Anyone with even the slightest familiarity with the horror genre knows Japanese cult classics such as the Ring and the Grudge — the two pillars of horror. So, because every Japanese horror” article feels the need to include these titles, you will not see them in the selection below.
Japanese horror is far superior to Western horror in its nuances, deep lore, and stunning effects. They are more psychological, twisted, and do not always have a happy ending. In addition, Japanese horror movies reflect the rich culture of the country, often featuring yurei (ghosts), yokai (demons), oni (vengeful demons), and of course, the theme of “family.”
Time to look at some less-known cult horror movies from Japan. Let’s get spooky!
1. Dark Water (2002)
Yoshimi, a divorced single mother, living with her five-year-old daughter, is haunted by dark water dripping from the ceiling, black hair coming out of the plumbing, and, of course, there’s a creepy ghost of a girl. The scary movie is based on a novel by Koji Suzuki, author of The Ring, and directed by Hideo Nakata, who also directed the iconic horror film. By the way, there is an American remake, but you know it’s clearly inferior to the original.
2. Tag (2015)
This unconventional, quirky, action horror film features some of the most absurd scenes you can imagine. Even the introduction is quite weird: schoolgirl Mitsuko is riding a bus with her classmates when suddenly, some invisible force cuts the bus and everyone in it in half, leaving the main character the only survivor. After that, Mitsuko has to fight for her life in even stranger conditions. It is a shocking and very creative story that also touches on the issue of the objectification of women but does it in its own messed-up way.
3. Carved: The Slit-Mouthed Woman (2007)
The best Japanese horror movies are based on Japanese urban legends because they are incredibly entertaining and feel real. The plot revolves around a ghost girl who was disfigured by a jealous lover. Soon, children begin to disappear, and two teachers decide to investigate these mysterious incidents in the hope of finding the missing. The film is very dark and not afraid to show scenes of child abuse. If your kids are being naughty, tell them Kuchisake-onna will pay them a visit.
4. Pulse (2001)
Japan has a knack for turning technology into something you’ll never want to use again. Just as the Ring gave phones and VHS tapes a “nope” factor, the Pulse does the same to TV and the Internet. In this cult classic, vengeful spirits infiltrate the physical world through a virtual network, and suddenly, residents of Tokyo begin to disappear. The movie builds on a sense of isolation in an era where everyone is connected digitally, which makes it all the more terrifying.

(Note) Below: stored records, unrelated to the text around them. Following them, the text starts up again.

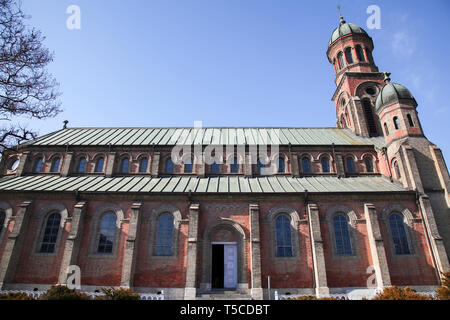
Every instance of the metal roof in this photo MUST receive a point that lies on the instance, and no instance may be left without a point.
(204, 136)
(179, 184)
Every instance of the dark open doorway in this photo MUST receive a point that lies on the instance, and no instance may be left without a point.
(217, 266)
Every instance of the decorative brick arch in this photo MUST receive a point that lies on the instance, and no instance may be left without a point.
(239, 234)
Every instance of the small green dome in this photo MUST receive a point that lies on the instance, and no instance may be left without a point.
(344, 29)
(392, 92)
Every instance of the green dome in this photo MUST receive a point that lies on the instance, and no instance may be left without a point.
(344, 29)
(392, 92)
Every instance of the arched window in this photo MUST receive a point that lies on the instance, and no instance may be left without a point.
(50, 233)
(143, 164)
(342, 235)
(283, 236)
(38, 165)
(348, 55)
(325, 161)
(107, 233)
(124, 164)
(411, 123)
(369, 117)
(306, 165)
(81, 165)
(341, 60)
(164, 238)
(281, 165)
(399, 236)
(350, 165)
(396, 123)
(369, 164)
(169, 166)
(359, 53)
(99, 164)
(234, 166)
(55, 164)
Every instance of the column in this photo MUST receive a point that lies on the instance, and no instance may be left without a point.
(129, 257)
(11, 255)
(190, 290)
(73, 242)
(377, 247)
(255, 249)
(320, 274)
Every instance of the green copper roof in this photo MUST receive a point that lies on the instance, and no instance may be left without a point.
(177, 184)
(392, 92)
(204, 136)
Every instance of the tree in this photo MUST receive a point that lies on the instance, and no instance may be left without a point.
(27, 90)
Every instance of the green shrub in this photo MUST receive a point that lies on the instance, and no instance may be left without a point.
(118, 294)
(396, 293)
(443, 293)
(63, 293)
(16, 296)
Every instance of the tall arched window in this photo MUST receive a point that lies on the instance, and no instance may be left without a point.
(396, 123)
(283, 236)
(164, 237)
(411, 123)
(325, 161)
(99, 164)
(342, 235)
(306, 165)
(55, 164)
(359, 53)
(369, 164)
(48, 242)
(350, 165)
(169, 166)
(341, 60)
(399, 236)
(348, 55)
(124, 164)
(38, 165)
(107, 233)
(81, 165)
(281, 165)
(234, 166)
(143, 164)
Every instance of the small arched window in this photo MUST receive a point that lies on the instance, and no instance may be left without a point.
(348, 55)
(350, 165)
(164, 237)
(169, 166)
(55, 164)
(107, 233)
(359, 53)
(325, 162)
(399, 236)
(396, 123)
(283, 236)
(48, 242)
(143, 165)
(99, 164)
(306, 165)
(281, 165)
(342, 235)
(38, 165)
(234, 166)
(81, 165)
(411, 123)
(341, 60)
(369, 164)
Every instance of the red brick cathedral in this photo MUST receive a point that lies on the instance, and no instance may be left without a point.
(334, 210)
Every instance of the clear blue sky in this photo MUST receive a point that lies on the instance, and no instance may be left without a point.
(233, 62)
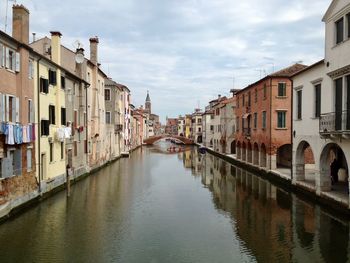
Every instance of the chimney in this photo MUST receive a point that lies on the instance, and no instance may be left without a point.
(93, 50)
(56, 47)
(20, 23)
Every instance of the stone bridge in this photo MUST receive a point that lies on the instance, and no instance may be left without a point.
(153, 139)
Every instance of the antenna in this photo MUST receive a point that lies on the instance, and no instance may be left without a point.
(7, 7)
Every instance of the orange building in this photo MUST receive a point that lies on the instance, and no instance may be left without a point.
(264, 120)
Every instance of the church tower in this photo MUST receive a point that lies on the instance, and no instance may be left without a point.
(148, 103)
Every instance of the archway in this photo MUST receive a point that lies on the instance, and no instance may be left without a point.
(233, 147)
(284, 156)
(331, 152)
(239, 150)
(256, 154)
(244, 152)
(263, 162)
(249, 153)
(304, 169)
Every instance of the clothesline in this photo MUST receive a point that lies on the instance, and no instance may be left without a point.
(17, 133)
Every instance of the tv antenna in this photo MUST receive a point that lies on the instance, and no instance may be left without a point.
(7, 7)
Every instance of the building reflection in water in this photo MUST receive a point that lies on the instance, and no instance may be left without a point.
(275, 225)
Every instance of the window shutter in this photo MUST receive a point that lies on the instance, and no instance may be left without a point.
(2, 108)
(18, 162)
(31, 109)
(7, 110)
(7, 58)
(18, 62)
(17, 110)
(2, 55)
(13, 61)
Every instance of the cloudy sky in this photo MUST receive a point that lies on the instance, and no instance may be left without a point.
(185, 52)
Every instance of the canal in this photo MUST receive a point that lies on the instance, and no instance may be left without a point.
(158, 206)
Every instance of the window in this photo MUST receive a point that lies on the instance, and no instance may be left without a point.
(30, 69)
(62, 150)
(52, 116)
(264, 119)
(2, 57)
(255, 120)
(45, 130)
(108, 117)
(85, 146)
(29, 159)
(63, 82)
(317, 101)
(63, 116)
(30, 111)
(348, 19)
(281, 119)
(339, 28)
(44, 85)
(256, 95)
(51, 152)
(107, 94)
(52, 77)
(299, 104)
(281, 89)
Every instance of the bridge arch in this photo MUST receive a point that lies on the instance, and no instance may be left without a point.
(153, 139)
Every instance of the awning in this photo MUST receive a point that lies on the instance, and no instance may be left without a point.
(246, 115)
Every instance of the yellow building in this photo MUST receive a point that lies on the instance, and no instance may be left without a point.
(188, 120)
(51, 133)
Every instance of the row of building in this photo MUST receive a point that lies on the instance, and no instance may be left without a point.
(59, 112)
(294, 122)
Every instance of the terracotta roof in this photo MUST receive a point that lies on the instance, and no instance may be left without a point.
(309, 67)
(287, 72)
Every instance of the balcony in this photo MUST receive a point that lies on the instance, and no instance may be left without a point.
(247, 132)
(333, 123)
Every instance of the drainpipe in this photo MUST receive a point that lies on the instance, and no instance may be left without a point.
(291, 129)
(271, 119)
(39, 123)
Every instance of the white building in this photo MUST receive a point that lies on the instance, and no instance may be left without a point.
(321, 102)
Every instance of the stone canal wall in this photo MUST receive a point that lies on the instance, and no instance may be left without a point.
(334, 203)
(35, 194)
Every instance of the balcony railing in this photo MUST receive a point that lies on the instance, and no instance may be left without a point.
(333, 122)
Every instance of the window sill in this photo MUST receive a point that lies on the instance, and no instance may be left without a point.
(340, 43)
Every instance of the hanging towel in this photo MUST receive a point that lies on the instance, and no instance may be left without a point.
(10, 135)
(24, 132)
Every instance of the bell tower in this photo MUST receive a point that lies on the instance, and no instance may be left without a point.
(148, 103)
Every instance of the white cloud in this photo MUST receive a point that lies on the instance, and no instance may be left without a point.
(186, 50)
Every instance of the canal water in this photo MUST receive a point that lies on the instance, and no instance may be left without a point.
(158, 206)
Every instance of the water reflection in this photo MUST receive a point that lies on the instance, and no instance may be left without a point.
(174, 207)
(276, 226)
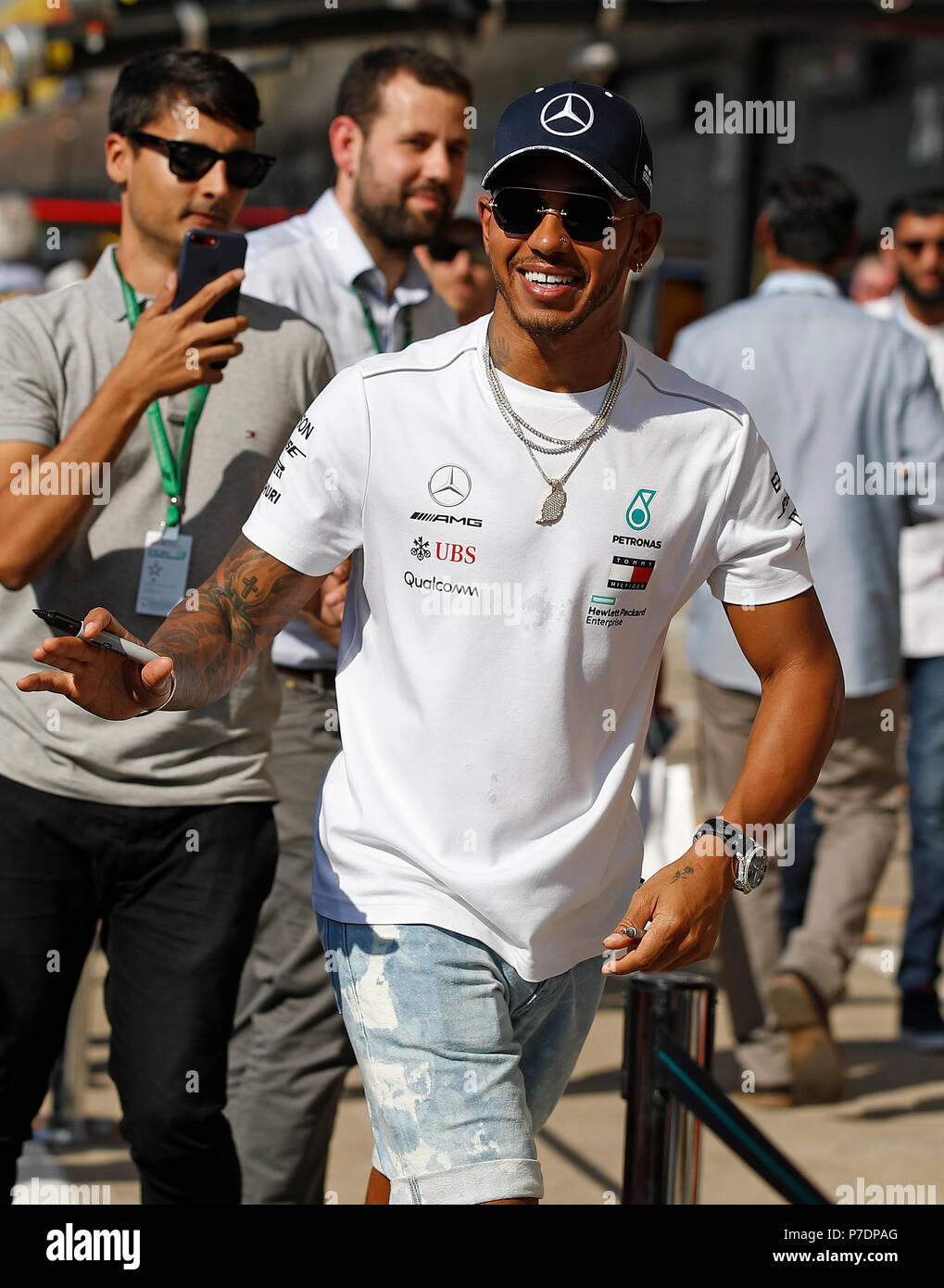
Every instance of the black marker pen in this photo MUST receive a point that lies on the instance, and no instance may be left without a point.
(105, 639)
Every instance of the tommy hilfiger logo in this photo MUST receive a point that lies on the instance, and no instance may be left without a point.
(626, 574)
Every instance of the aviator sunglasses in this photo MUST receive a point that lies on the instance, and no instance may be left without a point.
(518, 211)
(443, 251)
(191, 161)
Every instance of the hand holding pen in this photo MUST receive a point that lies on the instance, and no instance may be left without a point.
(102, 667)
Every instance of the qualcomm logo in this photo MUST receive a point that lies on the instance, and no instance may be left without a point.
(574, 116)
(449, 485)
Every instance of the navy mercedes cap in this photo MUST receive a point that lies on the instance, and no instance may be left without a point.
(586, 122)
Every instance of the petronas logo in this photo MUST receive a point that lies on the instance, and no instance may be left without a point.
(637, 514)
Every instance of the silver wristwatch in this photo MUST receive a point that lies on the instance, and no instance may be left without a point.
(751, 858)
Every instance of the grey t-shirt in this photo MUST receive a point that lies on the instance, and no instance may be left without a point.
(56, 352)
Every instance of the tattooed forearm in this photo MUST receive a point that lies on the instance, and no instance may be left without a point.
(241, 610)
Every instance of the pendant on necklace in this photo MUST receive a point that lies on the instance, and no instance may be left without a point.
(554, 504)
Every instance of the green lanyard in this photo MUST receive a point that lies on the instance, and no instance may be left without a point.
(171, 471)
(371, 327)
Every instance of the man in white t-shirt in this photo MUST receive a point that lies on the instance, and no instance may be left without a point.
(917, 224)
(527, 500)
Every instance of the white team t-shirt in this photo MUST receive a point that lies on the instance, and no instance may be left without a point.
(495, 676)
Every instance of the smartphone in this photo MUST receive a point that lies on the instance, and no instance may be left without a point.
(207, 255)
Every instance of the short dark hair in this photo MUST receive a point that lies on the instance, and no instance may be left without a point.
(154, 82)
(359, 95)
(921, 201)
(812, 214)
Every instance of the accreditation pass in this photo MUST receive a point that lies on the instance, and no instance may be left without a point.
(167, 559)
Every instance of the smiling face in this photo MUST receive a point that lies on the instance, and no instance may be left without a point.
(920, 257)
(548, 283)
(158, 205)
(407, 171)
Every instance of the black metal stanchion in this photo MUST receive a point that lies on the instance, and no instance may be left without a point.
(661, 1161)
(669, 1092)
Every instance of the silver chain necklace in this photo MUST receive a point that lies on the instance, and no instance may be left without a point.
(555, 500)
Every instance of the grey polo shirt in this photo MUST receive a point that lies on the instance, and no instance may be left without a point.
(832, 392)
(56, 352)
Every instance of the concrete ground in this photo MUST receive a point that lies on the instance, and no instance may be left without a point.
(887, 1131)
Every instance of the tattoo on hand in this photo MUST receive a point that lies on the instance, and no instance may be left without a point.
(682, 875)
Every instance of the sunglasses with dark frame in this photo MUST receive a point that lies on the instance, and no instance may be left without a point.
(518, 211)
(916, 246)
(191, 161)
(443, 250)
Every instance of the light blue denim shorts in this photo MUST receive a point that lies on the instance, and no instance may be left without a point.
(462, 1060)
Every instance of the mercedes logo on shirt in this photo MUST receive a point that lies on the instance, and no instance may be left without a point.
(573, 116)
(449, 485)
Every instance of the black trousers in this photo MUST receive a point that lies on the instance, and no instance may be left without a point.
(178, 891)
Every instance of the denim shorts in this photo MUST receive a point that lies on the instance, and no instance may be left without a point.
(462, 1060)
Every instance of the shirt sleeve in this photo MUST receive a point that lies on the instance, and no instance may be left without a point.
(921, 436)
(310, 511)
(29, 405)
(761, 544)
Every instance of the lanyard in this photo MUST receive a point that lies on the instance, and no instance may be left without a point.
(171, 471)
(371, 327)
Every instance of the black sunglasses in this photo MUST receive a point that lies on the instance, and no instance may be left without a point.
(518, 211)
(445, 251)
(914, 247)
(190, 161)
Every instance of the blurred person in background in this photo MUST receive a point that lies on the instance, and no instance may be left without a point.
(827, 385)
(456, 261)
(874, 277)
(161, 831)
(19, 274)
(399, 143)
(917, 306)
(477, 848)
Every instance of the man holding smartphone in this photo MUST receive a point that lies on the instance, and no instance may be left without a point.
(162, 832)
(477, 846)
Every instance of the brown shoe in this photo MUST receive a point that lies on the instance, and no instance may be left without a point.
(814, 1056)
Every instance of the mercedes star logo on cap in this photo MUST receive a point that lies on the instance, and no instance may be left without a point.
(449, 485)
(573, 116)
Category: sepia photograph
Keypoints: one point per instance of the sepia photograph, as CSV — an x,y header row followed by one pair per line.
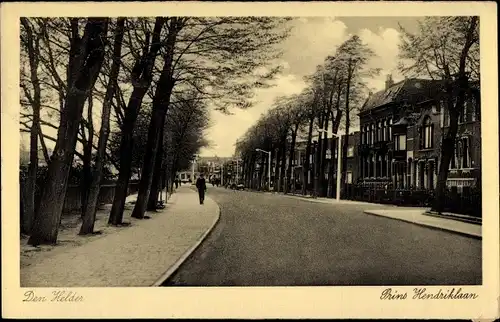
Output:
x,y
182,153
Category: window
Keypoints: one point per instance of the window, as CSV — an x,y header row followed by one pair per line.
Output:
x,y
462,118
379,131
350,151
455,160
465,153
400,142
427,134
348,178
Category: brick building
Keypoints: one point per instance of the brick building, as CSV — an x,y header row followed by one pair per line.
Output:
x,y
299,158
401,131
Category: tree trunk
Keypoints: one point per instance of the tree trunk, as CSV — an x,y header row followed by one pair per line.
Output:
x,y
90,210
141,80
32,45
333,148
291,157
161,103
305,170
322,163
277,158
283,182
263,166
447,152
87,158
448,144
88,65
153,196
347,124
126,146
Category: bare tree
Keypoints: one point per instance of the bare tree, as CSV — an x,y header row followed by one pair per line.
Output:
x,y
30,43
446,49
216,57
91,202
85,60
141,77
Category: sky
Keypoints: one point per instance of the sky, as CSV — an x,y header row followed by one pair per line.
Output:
x,y
311,40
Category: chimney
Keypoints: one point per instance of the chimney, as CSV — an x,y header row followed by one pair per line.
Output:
x,y
388,81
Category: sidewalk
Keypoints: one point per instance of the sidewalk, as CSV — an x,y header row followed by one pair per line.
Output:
x,y
329,200
418,216
144,254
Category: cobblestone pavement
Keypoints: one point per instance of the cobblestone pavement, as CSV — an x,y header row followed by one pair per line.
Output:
x,y
267,240
134,256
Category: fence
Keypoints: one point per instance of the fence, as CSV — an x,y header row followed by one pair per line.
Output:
x,y
73,199
467,202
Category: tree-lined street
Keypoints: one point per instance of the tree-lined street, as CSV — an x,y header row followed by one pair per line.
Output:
x,y
265,240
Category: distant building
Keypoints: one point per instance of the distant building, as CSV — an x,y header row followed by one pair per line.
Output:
x,y
401,131
299,159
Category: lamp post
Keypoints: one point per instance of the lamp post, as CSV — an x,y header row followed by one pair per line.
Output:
x,y
268,167
339,151
192,169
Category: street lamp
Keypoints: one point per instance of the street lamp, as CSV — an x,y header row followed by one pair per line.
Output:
x,y
268,167
192,169
338,159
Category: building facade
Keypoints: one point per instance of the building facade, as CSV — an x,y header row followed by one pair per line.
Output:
x,y
402,128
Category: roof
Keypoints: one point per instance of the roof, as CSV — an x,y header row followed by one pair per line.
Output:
x,y
412,90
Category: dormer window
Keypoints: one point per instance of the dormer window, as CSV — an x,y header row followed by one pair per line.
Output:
x,y
427,134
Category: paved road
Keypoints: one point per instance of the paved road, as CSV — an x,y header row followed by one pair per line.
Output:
x,y
271,240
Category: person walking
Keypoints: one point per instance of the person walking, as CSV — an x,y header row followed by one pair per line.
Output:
x,y
202,187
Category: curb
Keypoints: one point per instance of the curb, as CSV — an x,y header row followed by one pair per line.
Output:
x,y
174,267
454,217
427,225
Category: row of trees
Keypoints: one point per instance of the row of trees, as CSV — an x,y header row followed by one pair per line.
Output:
x,y
443,48
151,79
331,101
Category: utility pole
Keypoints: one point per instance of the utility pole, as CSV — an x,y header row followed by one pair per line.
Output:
x,y
339,160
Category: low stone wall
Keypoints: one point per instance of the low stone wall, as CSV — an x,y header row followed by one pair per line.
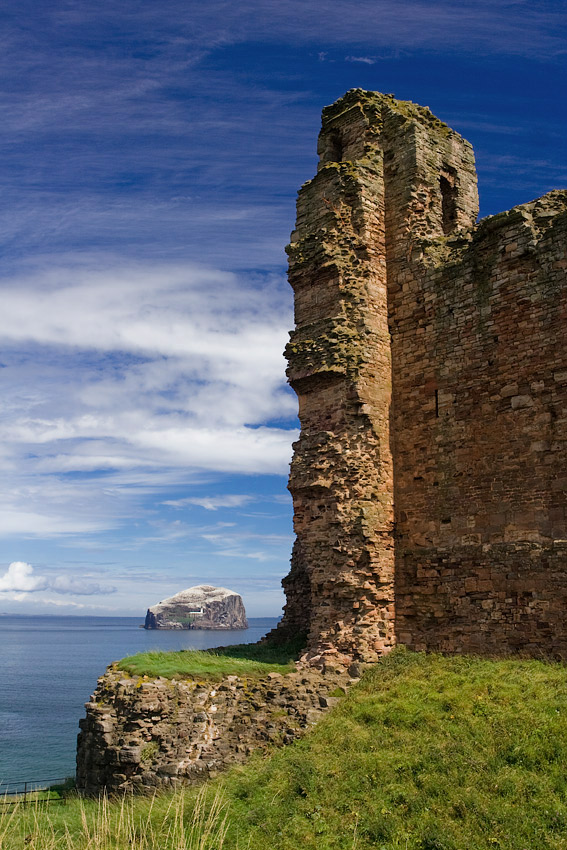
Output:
x,y
141,733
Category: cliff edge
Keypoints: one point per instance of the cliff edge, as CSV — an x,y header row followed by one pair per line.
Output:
x,y
201,607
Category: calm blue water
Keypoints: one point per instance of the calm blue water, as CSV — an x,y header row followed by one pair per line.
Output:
x,y
50,667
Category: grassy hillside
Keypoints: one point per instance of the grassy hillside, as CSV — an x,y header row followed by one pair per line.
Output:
x,y
425,753
243,659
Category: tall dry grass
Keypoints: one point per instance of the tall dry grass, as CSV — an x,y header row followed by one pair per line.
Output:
x,y
178,822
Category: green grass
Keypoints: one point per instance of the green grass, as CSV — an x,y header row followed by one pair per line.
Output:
x,y
425,753
245,659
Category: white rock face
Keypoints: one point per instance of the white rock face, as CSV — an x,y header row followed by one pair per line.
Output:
x,y
200,607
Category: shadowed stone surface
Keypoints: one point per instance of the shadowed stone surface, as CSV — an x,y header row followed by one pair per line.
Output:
x,y
430,364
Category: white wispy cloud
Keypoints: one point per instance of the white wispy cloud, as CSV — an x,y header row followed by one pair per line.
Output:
x,y
134,372
20,579
211,503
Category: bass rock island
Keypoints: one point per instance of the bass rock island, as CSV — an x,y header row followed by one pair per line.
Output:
x,y
201,607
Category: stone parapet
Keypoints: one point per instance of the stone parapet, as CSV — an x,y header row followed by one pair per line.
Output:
x,y
143,733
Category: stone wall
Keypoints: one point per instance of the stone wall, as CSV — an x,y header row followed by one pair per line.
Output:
x,y
142,733
430,364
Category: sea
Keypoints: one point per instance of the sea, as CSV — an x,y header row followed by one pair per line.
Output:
x,y
49,669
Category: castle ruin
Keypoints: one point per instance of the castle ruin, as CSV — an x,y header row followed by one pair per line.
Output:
x,y
430,477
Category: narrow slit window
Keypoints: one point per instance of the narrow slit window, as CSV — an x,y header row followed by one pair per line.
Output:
x,y
449,193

5. Exte: Hair Extensions (2007)
A pale ghost girl with long black hair is present in so many horror flicks, so why not make hair the core of the story? Prepare to be plunged into a swirling world of madness, where the killer is the hair itself! A morgue watcher steals a young woman’s corpse and soon notices that her black hair continues to grow. His entrepreneurial mind kicks in, and the man starts selling the hair as extensions. What could go wrong, right?
6. Another (2012)
The movie is based on a mystical horror novel turned into manga and then made into an amazing anime. The sinister atmosphere of the whole novel is perfectly reflected in both the anime and the movie. Some viewers claimed they actually felt like someone was watching them. 15-year-old Kichi moves from Tokyo to a small town and starts going to high school. He meets a mysterious girl but does not even suspect that all his classmates and teachers are acting as if she does not exist. The mystery is building up, keeping you on the edge of your seat until you realize what’s going on.
7. One Missed Call (2003)
The premise is quite simple: a phone call from the future notifies the recipient of their death, and a few days later, they die. Since this deadly curse killed the protagonist’s friend, she tries to find a way to stop it after she receives a message about her death. As with many other Japanese horrors, this one also has an American remake, but it’s not great. The dread that fills this movie is yet another reminder that Japan does creepy, vengeful ghosts better than anyone.
8. Uzumaki (2000)
Based on the manga by the horror genius Junji Ito, the film’s concept is as eccentric as it is creepy. It’s about a cursed town whose inhabitants are haunted by ominous spirals that drive them mad and sometimes suicidal. Our main characters are trying to find a way to break the curse, but in the end, they may also succumb to the spiral effects. This is not your regular “monster of the week” movie; the story is seeping with a sense of hopelessness and nightmarish, surreal images.